4 comments on “Andrew Ferguson on John McCain's Economic Team

  1. dpeirce says:

    Well, gee, he wants to listen to both sides before he makes up his mind on something. Contrast that with Ms Clinton or Mr Obama who listen to ONE side before making up their minds again. How willing would either Ms Clinton or Mr Obama be to listen to the other side of abortion, for instance?

    And he recognizes his weaknesses and tries to compensate for them. Maybe Andrew Ferguson thinks Clinton/Obama have no weaknesses.

    (BTW, I think I’m becoming a McCain fan so my comment might not be totally neutral ^_^).

    In faith, Dave
    Viva Texas

  2. sophy0075 says:

    Franklin Roosevelt had no special understanding of economics either. He simply had a willingness to try everything his kitchen cabinet suggested, in the hope that something might work to bail the country out of the Great Depression. (Some economics pundits think FDR’s schemes actually lengthened the Depression and that it was only WWII that pulled the US economy out of the doldrums).

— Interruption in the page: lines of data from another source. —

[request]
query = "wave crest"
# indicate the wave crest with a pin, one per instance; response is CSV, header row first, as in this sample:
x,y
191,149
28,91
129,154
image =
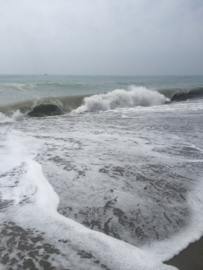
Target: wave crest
x,y
120,98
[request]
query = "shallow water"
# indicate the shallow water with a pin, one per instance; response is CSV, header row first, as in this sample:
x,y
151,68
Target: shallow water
x,y
126,183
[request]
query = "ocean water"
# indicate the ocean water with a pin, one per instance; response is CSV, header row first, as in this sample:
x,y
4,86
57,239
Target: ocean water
x,y
99,172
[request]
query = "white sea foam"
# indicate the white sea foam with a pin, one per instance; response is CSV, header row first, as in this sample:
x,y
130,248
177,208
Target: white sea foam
x,y
89,143
17,115
5,119
32,187
137,96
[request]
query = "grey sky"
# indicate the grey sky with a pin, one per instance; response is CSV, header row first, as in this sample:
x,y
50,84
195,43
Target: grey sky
x,y
107,37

    I don’t know if this is a pro-or anti McCain comment; however, I prefer a moderate who isn’t slavishly wedded to a specific economic theory. I haven’t seen proof that a particular theory works or doesn’t work.

  3. Henry Greville says:

    It us hard to comprehend why so many of you Americans seem to assume that Republicans “handle the economy” better than Democrats, when ever since the Second World War your national deficit has been increased far more under Republican Presidents than under Democrat Presidents. Marching backwards into the future with blinders on about the perils to you of a dollar that few in the world find an attractive value seems ridiculous to the rest of the world. This is the reason that the fiscal and tax policies that Barack Obama espouses as he campaigns have made him far and away the preferred next President.

  4. Katherine says:

    I worry that he might just go with whatever adviser is screaming the loudest when an economic crisis hits. However, at least since he’s got a long-term commitment to cutting spending, he’s bound to be better than anything either Clinton or Obama would come up with.